愛を読むひと

2008年作品
監督 スティーヴン・ダルドリー 出演 ケイト・ウィンスレットレイフ・ファインズ
(あらすじ)
1958年の西ドイツ。15歳の少年マイケルは、学校から帰る途中、急に気分が悪くなったところを偶然通りかかった女性ハンナ(ケイト・ウィンスレット)に助けられる。後日、お礼を言うために彼女のアパートを訪ねたマイケルは、彼女に誘惑され、放課後にベッドを共にするようになるが、その前に彼が本を朗読して彼女に聞かせるのがいつしか二人の日課になっていた….


2008年アカデミー賞ケイト・ウィンスレットが主演女優賞に輝いた作品。

ストーリーに関する予備知識無しでの鑑賞ということで、最初、年頃の少年のひと夏の経験を描いた作品なのかと思って見ていたのだが、突然、ハンナが彼の前から姿を消すあたりからストーリーは全く別の方向へと展開していき、8年後に二人が再会した場所はナチスの戦犯を裁くための法廷だった。

本作は、マイケルの成長に合わせて、年上の女性ハンナに夢中になる少年期、法学生として彼女の裁判に立ち会うことになる青年期、獄中の彼女に自分の朗読した録音テープを送り続ける壮年期、そして年老いた彼女の死に直面する中高年期の4つのパートに大別されるのだが、ハンナに対する彼の思いはそれぞれのパートごとに大きく変化していく。

最初の大きな変化は、ハンナの“正体”が明かされる法廷シーンで訪れる訳であるが、幼かった頃の自分が、アウシュヴィッツに収容されていたユダヤ人の少女たちの代用品に過ぎなかったことを知らされるあたりはなかなか残酷であり、裁判において彼女の有利になる筈のある“秘密”を彼が明らかにしなかったのは、そのことに対する意趣返しの意味もあったのだろう。

これに対し、ハンナの方は相当に頑なな性格の持ち主らしく、自分のコンプレックスに対する拘りも人一倍なのだが、そんな女性を演じさせたらケイト・ウィンスレットは天下一品。
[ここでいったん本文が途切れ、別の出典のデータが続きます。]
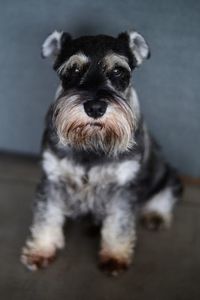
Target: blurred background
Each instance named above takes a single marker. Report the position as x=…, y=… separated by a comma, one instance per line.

決して好きなタイプの女優さんではないのだが、とても説得力のある演技を披露してくれており、アカデミー賞の主演女優賞は伊達ではなかった。

ということで、本作はハンナの悲劇の物語でもあるのだが、同じ過ちを繰り返さないためにも戦争犯罪をうやむやなままにしておくことは許されず、300人のユダヤ人を見殺しにしたことの責任は誰かがしっかりと引き受けなければならないのでしょう。